The school explained that the parents had been consulted about the canteen closure and they had agreed to it. Again, it depends on whether the parents who were consulted were Muslims. What is apparent is that the “well-meaning” but seemingly blinkered decision-making was the cause of the outrage. Although the teacher may not have intended to be prejudiced, such a mindset seems to have become the norm. Had the issue not come under the spotlight, the decision could have gone through and the school administrators would not have recognised that such an action is unjust for all concerned. Fasting is not obligatory for Muslim children who have not yet reached puberty.

Children learn what we teach them. What sort of lesson would the children learn from the school’s decision? This could result in teaching them the easy way out, that they are special, or that they need protection and are entitled to it.

This situation is such a contrast to how the Japanese teach and train children to build confidence and bravery. There is a new Netflix show called Old Enough, which is about Japanese pre-school children being sent to run errands for the first time on their own. Children as young as two years old are tasked with buying things or retrieving items from places familiar to them while being filmed by a camera crew without their knowledge. Granted, such experiences are more doable in a safe environment like Japan, but the point is that even children that young can be taught to think and complete missions that may seem difficult for their age. Learning through experience is so much more enriching than being dictated to and told what to do without being given space to think and learn.

It is not just the religiosity factor or preferential treatment that keeps cropping up that sets alarm bells ringing. The crux of the matter is the type of thinking (or non-thinking) that is being promoted in schools, which does not encourage the achievement of excellence in education. This is a worrying trend that is contributing to the dwindling popularity of the national primary school, reducing it to the school for those who do not have a choice.

For now, we have to plod along and work with what we have, and let this incident be a lesson for all concerned so things may improve.
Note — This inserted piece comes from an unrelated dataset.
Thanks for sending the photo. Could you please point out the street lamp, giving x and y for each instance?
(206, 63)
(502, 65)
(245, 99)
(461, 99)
Perhaps it would be timely for the Ministry of Education to issue clear guidelines on the dos and don’ts with regards to religious, racial and cultural practices within school grounds. For example, the slaughter of animals in school during Qurban should be prohibited. Another is the management of eateries and eating places during Ramadan that ensures that fairness and harmony is practised in all aspects.

We need to stop mollycoddling our children. We must provide them with the tools and space to discover things that are beneficial for them to navigate in this world, so they will learn to live in peace and harmony.